"It is unnecessary to kill off the boys here. Patience will give us what we want."
Maj. Gen. Sterling Price, Sept. 18, 1861
Following the Southern victory at the Battle of Wilson’s Creek near Springfield, Mo., Maj. Gen. Sterling Price, marched his 7,000 pro-Southern troops to the prosperous Missouri River town of Lexington. Col James A. Mulligan had already reached Lexington and commanded a Union garrison of 3,500 men, comprised largely of his 23rd Illinois “Irish Brigade”.
On the first day of the Battle of Lexington, Price’s men faced heavy Union artillery fire, but succeeded in pushing the Union outposts back to their inner fortifications around the Masonic College. Some of the fiercest fighting occurred around Oliver Anderson’s house, which served as a Union hospital. When the Missourians captured the house, Mulligan was outraged by what he considered a breach of the rules of war. His Irish troops recaptured the house in a bloody attack, but were quickly driven back again by Price’s men.

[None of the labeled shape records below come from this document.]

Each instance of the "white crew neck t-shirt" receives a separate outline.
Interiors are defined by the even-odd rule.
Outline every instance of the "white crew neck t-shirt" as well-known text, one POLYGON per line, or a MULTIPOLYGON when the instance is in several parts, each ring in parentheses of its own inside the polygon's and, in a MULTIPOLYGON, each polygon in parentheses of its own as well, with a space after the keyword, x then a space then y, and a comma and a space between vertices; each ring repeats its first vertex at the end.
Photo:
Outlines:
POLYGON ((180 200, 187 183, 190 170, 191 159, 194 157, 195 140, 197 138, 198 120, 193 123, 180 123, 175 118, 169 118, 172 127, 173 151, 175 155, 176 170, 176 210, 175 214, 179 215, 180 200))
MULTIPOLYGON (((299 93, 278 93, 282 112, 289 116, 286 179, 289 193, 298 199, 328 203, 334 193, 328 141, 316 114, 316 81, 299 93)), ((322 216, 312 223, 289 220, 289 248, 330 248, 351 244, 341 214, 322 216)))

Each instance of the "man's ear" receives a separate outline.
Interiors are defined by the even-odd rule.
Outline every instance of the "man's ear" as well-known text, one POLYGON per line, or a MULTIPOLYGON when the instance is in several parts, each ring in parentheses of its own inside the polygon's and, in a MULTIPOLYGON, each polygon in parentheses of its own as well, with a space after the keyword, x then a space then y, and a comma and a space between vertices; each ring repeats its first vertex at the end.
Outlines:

Throughout the day on Sept. 19, the Rebel troops consolidated their forces and kept the Yankees under heavy artillery fire. On Sept. 20, Price’s men made a mobile breastwork of hemp bales taken from a local warehouse. By pushing the hemp bales in front of them, they were able to move close enough to make a final assault on the Union works. Low on food, water and ammunition, Mulligan requested surrender terms and by 2 p.m. his men had marched out and laid down their arms.
Much of the battlefield is preserved today as Battle of Lexington State Historic Site.